All of the required Virginia localities and stakeholders have agreed to the $26 billion settlement framework that Attorney General Mark R. Herring and his colleagues negotiated against opioid distributors and Johnson & Johnson.
Because of this 100 percent commitment, the Commonwealth of Virginia will receive the maximum amount of money available to state and local governments as quickly as possible, Herring said in a release announcing the agreement.
The Commonwealth’s share is expected to be approximately $530 million for state and local governments, though the total would have been significantly reduced and the timeframe extended if even one locality had opted-out of the framework. Virginia is one of the first states to secure 100 percent voluntary participation from local stakeholders, and the majority of the funds will be deposited into the Virginia Opioid Abatement Authority to fund opioid abuse prevention, education, treatment, and recovery efforts.
“This is really great news for the Commonwealth because it means we’re going to have the most money possible—hundreds of millions of dollars—available as quickly as possible to support substance abuse prevention, treatment, and recovery. It will, without a doubt, be the biggest investment in treatment and recovery in the history of the Commonwealth,” said Herring. “We know there is a huge need for treatment and recovery services, which is why we worked so hard to secure buy-in from localities, and why we created the Opioid Abatement Authority to handle the Commonwealth’s share of any recovered funds. While no dollar amount will ever bring back the loved ones lost, we’re still going to get every dollar we can from the big pharmaceutical companies that helped create and prolong this crisis because we want them to be held accountable for their actions and we want them to help pay the cost of fixing the problem they created.
“I really appreciate the partnership, hard work, and commitment of our partners in this endeavor, including the local governments, their attorneys, and Senator Pillion and the members of the Opioid Abatement Authority. Because of our shared commitment, we’re going to make an historic investment in the health and well-being of our people,” he added.

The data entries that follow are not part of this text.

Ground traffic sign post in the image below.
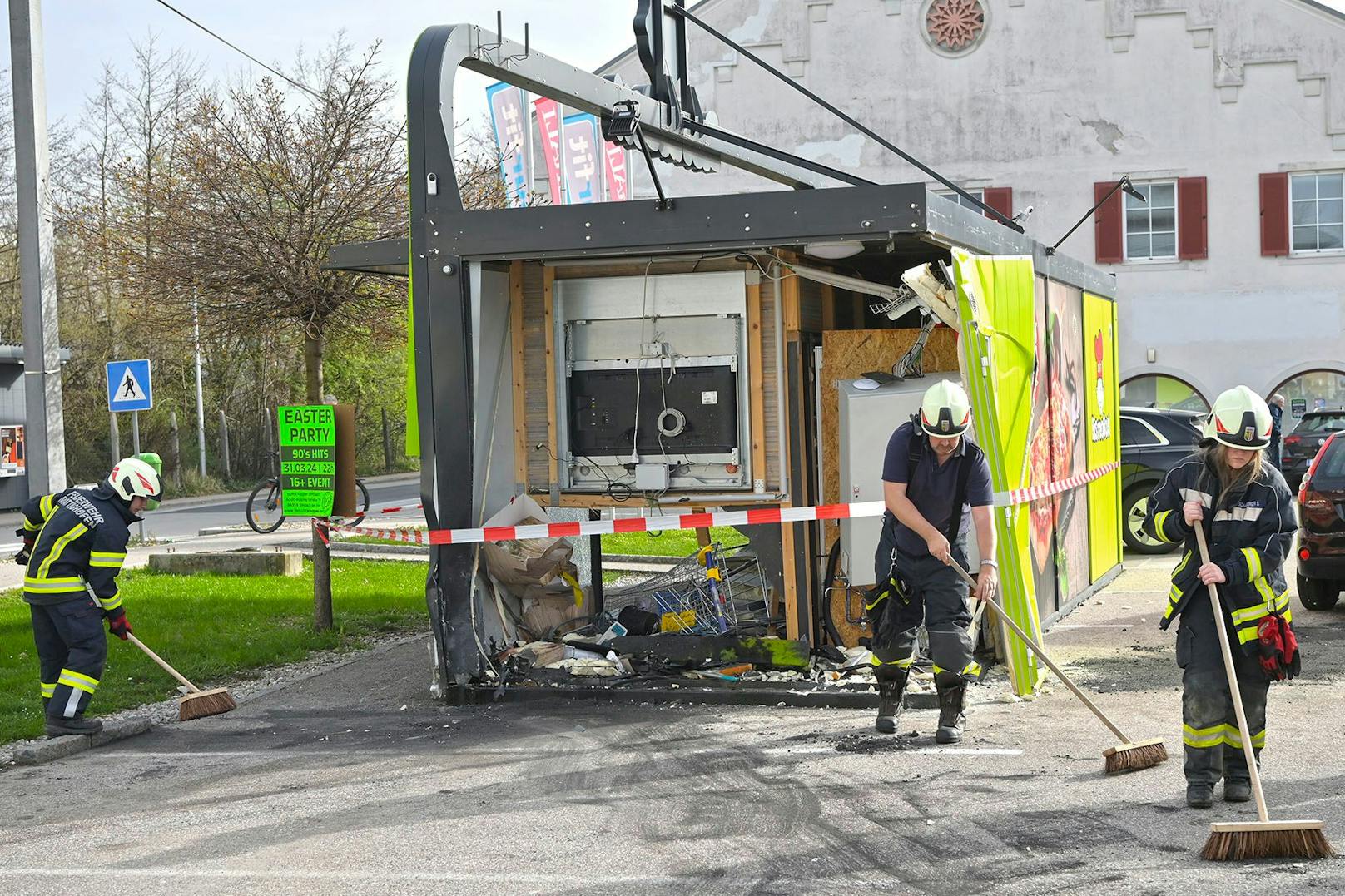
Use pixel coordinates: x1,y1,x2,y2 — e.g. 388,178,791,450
275,405,336,517
107,358,155,541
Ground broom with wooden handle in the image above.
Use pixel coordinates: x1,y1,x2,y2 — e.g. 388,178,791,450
948,557,1168,775
1194,519,1336,861
127,631,238,721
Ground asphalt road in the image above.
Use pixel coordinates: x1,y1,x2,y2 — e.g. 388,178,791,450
0,473,424,541
0,558,1345,896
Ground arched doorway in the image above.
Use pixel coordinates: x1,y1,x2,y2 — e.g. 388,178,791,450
1120,374,1209,413
1267,369,1345,432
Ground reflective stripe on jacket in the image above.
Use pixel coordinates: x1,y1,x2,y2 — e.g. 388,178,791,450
22,487,136,616
1144,453,1298,652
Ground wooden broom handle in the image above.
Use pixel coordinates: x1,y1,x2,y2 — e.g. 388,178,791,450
127,631,201,694
948,557,1134,744
1193,519,1270,824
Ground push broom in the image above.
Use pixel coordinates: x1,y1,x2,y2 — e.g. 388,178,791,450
1196,521,1336,861
127,631,238,721
950,557,1168,775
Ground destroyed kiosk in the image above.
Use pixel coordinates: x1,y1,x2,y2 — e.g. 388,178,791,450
331,7,1120,702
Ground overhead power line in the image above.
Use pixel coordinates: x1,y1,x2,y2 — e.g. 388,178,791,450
155,0,323,100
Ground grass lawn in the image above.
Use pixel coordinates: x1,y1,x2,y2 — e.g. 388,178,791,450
603,526,747,557
0,560,428,743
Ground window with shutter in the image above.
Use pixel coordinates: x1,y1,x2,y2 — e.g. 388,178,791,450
1260,171,1288,255
1177,177,1209,260
1094,181,1126,265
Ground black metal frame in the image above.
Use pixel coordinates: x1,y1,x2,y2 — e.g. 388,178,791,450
392,13,1115,700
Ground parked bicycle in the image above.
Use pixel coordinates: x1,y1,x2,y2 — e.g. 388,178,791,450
247,460,369,536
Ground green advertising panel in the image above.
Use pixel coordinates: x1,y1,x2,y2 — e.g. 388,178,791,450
275,405,336,517
952,249,1041,694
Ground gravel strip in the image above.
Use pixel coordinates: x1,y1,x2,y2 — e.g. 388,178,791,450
0,632,430,768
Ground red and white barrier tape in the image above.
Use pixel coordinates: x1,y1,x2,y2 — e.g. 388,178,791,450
315,501,886,545
314,463,1120,545
995,463,1120,507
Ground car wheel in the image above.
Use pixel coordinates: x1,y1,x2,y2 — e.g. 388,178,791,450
1298,573,1341,610
1120,488,1177,554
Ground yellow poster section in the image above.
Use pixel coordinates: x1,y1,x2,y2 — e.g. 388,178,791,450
952,249,1041,696
1084,292,1122,582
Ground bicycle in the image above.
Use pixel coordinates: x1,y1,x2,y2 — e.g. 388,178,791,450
246,463,369,536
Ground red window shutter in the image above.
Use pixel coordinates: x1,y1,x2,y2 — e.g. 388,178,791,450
1177,177,1209,260
1094,181,1126,265
1260,171,1288,255
985,187,1013,218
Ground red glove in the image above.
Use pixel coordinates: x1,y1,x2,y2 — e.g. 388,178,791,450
1256,615,1302,681
107,612,131,641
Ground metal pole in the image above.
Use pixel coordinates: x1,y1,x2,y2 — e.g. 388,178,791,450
219,410,233,482
9,0,66,497
131,410,143,542
191,301,206,479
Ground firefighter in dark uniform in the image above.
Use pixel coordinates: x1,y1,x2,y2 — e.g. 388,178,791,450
1147,386,1299,809
15,458,163,737
866,379,998,744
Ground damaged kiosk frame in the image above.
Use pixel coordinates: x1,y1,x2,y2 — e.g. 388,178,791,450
330,19,1120,700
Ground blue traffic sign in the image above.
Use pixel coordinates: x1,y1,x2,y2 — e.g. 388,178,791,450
107,360,155,410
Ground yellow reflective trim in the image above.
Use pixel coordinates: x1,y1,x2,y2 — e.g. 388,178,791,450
1181,724,1225,750
22,576,85,595
1243,547,1262,582
37,523,89,578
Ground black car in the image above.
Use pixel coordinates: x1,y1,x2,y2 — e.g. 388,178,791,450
1120,408,1207,554
1298,432,1345,610
1279,409,1345,490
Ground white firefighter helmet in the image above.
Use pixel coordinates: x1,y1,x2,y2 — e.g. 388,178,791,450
920,379,971,438
1205,386,1273,451
107,458,163,503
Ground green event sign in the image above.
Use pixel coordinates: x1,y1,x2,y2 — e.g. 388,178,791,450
275,405,336,517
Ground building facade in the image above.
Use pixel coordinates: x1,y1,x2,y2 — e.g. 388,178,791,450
601,0,1345,409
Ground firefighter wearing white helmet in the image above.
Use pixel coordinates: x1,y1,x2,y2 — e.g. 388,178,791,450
865,379,1000,744
1146,386,1299,809
15,458,163,737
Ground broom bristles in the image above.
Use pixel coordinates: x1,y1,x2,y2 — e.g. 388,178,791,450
177,687,238,721
1199,822,1336,863
1103,740,1168,775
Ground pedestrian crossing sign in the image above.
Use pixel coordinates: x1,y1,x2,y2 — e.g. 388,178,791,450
107,359,155,410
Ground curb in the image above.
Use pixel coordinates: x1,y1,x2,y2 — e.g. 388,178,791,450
13,715,153,765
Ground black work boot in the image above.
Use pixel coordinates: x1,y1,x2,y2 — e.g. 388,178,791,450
934,681,967,744
874,669,906,735
1186,785,1214,809
47,715,102,737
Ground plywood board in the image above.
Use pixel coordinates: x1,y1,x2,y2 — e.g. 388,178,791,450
818,327,958,550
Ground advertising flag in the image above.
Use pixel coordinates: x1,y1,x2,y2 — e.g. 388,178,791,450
561,113,603,205
485,83,531,209
533,97,565,205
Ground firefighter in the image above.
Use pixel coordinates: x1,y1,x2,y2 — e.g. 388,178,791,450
1146,386,1299,809
865,379,998,744
15,458,163,737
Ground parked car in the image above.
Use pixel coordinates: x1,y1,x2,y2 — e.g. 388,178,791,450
1298,430,1345,610
1120,408,1205,554
1279,409,1345,490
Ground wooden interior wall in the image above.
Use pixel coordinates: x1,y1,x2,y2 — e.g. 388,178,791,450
818,325,958,550
524,261,550,493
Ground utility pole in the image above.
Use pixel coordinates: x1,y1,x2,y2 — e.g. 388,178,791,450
9,0,66,497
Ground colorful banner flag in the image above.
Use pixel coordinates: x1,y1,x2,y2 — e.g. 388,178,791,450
485,83,530,209
561,113,603,205
603,142,631,202
533,97,565,205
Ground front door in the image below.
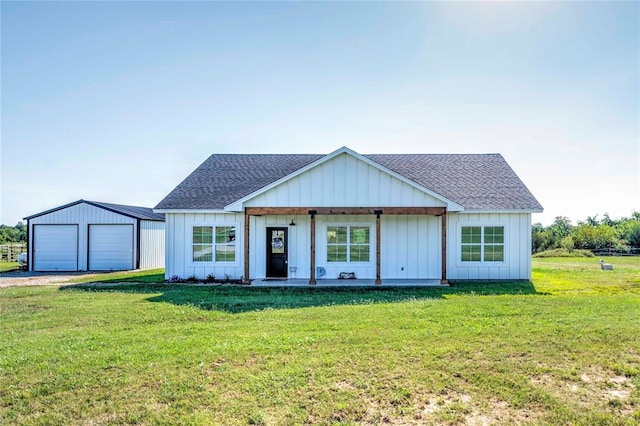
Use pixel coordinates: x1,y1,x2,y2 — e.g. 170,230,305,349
267,228,287,278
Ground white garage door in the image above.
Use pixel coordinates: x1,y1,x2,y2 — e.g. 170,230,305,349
33,225,78,271
89,225,133,271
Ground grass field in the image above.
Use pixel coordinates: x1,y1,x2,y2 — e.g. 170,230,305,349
0,258,640,425
0,262,20,272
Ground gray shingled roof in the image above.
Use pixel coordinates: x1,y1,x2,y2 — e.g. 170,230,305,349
155,154,542,210
24,200,164,222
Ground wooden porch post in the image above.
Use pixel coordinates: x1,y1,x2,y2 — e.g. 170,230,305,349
242,208,251,284
440,210,449,284
309,210,316,285
374,210,382,285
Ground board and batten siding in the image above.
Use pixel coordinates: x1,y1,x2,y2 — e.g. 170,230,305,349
244,154,445,207
447,213,531,280
140,220,165,269
165,213,441,280
29,203,137,271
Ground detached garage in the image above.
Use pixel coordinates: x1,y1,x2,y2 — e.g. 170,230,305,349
25,200,164,271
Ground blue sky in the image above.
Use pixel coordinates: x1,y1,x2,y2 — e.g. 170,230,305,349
0,1,640,225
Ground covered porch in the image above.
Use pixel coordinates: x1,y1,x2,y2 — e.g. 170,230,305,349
243,207,448,287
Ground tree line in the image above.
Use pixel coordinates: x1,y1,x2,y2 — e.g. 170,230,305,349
531,211,640,253
0,222,27,244
0,216,640,253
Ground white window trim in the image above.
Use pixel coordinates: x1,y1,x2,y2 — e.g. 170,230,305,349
455,222,509,267
191,222,241,266
323,222,376,266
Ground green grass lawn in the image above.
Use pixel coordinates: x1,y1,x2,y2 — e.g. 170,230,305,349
0,262,20,272
0,258,640,425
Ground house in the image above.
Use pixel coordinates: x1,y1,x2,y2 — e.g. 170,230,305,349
25,200,165,271
154,147,542,284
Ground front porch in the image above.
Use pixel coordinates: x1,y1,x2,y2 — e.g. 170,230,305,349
243,207,447,287
250,278,449,288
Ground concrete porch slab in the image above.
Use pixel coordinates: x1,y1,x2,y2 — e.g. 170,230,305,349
251,279,449,288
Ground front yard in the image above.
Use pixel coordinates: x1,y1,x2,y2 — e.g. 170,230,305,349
0,258,640,425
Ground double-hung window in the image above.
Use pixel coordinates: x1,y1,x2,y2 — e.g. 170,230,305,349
327,226,371,262
193,226,236,262
460,226,504,262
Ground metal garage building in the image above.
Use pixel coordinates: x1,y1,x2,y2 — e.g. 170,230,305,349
25,200,164,271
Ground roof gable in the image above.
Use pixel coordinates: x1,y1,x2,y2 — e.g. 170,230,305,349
225,147,462,211
155,147,542,212
24,200,164,222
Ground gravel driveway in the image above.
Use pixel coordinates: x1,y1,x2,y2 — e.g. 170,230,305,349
0,271,99,288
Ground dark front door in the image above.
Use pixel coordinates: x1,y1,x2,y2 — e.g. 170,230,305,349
267,228,287,278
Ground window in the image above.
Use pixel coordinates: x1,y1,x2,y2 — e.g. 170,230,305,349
193,226,213,262
460,226,504,262
193,226,236,262
327,226,370,262
216,226,236,262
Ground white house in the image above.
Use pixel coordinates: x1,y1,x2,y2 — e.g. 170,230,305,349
154,147,542,284
25,200,165,271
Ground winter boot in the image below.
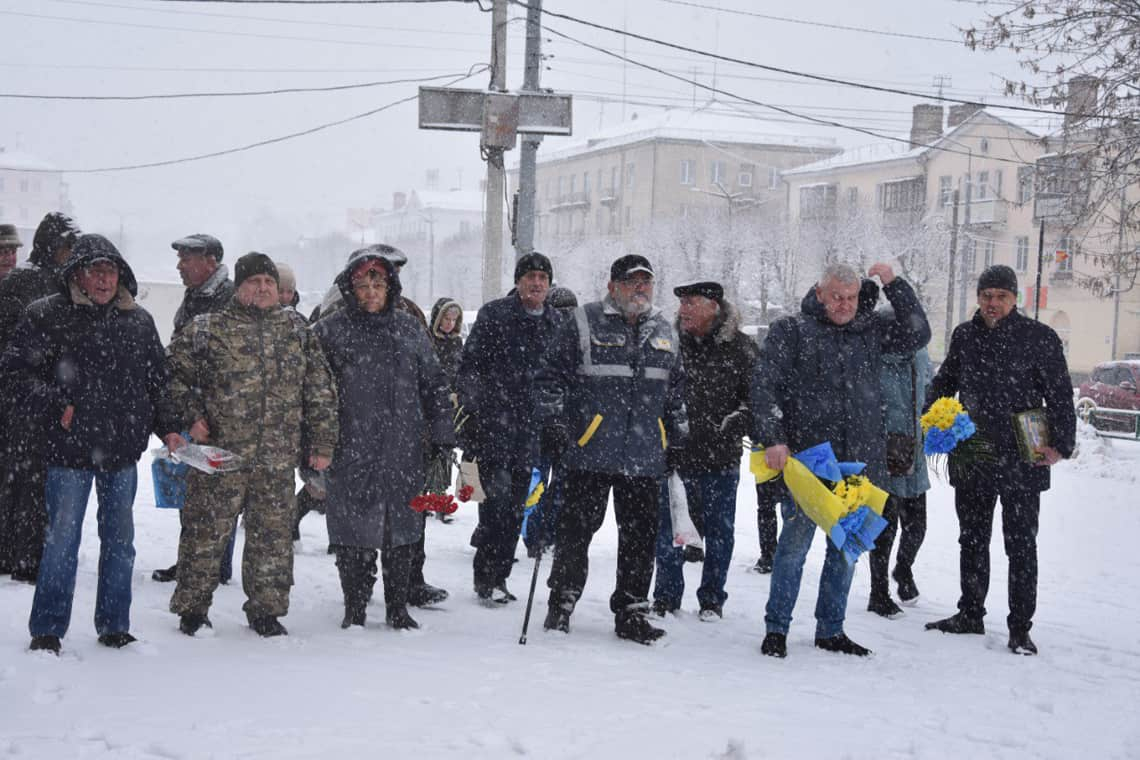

In July 2021, Herring helped secure a $26 billion settlement from opioid distributors McKesson, AmerisourceBergen, and Cardinal, and opioid manufacturer Johnson & Johnson. The amount available to the Commonwealth and its localities is expected to total approximately $530 million with the majority of the Commonwealth’s share going into the Opioid Abatement Authority created by Attorney General Herring to ensure the money is used to support treatment and prevention.
Under the terms of the settlement, states’ shares were based on the percentage of qualifying localities who agreed to participate in the settlement. Some provisions of the settlement meant that the amount of recoverable money could have been cut by nearly half if only 10% of the localities opted out. After months of hard work, 133 cities and counties, ten towns, eleven school districts, three hospital authorities, and one sheriff’s office have all agreed to participate, meaning that the Commonwealth will get every dollar available to it, and a significant portion of J&J’s payment will be made in one upfront payment rather than spread over four years.
The opioid crisis has been one of Herring’s top priorities, and as part of this work he has focused on accountability for pharmaceutical manufacturers and distributors who helped create, prolong, and profit from the opioid crisis in Virginia and around the country. Herring has filed suit against Purdue Pharma; the Sackler Family, owners of Purdue Pharma; and Teva/Cephalon for the alleged roles they played in creating the opioid epidemic. Additional multistate investigations and legal actions remain ongoing.